2. Les catastrophes climatiques provoquent une augmentation des mariages forcés
Autre conséquence invisible du réchauffement climatique : les mariages forcés. On en compte 15 millions chaque année dans le monde. "Nous n'avons pas de chiffres détaillés, mais je dirais que 30 % à 40 % des mariages d'enfants au Malawi sont dus aux inondations et aux sécheresses causées par le changement climatique", révèle Mac Bain Mkandawire, le directeur exécutif de Youth Net and Counselling, une organisation qui lutte pour les droits des femmes et des enfants. "Selon nos estimations, environ 1,5 million de filles risquent de se marier en raison d'événements liés au changement climatique dans le pays. C'est énorme." Les événements extrêmes liés au changement climatique poussent en effet de plus en plus de familles à sacrifier une ou plusieurs filles, car elles ne parviennent plus à subvenir à leurs besoins.

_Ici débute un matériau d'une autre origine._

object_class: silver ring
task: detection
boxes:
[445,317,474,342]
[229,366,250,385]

3. L’agriculture et les femmes : la double peine
Les évènements climatiques touchent une des principales ressources des femmes dans les pays en développement : l’agriculture. Sous l'effet des sécheresses, inondations, canicules, les cultures sont mises à rude épreuve. Or, en Afrique subsaharienne ou en Asie, 80 % de la production alimentaire repose sur un modèle familial en majorité cultivé par des femmes. "Celles-ci dépendent plus que les hommes des ressources naturelles car c’est leur seul moyen de subsistance", explique Armelle Le Comte. "Avant même les catastrophes climatiques, elles subissent déjà des inégalités : elles ne sont pas propriétaires des terres, elles ont moins accès aux crédits et aux formations…" Aujourd’hui, 60 à 80 % de la production agricole dans les pays en développement reposent sur les femmes mais elles ne touchent que 10 % des revenus générés.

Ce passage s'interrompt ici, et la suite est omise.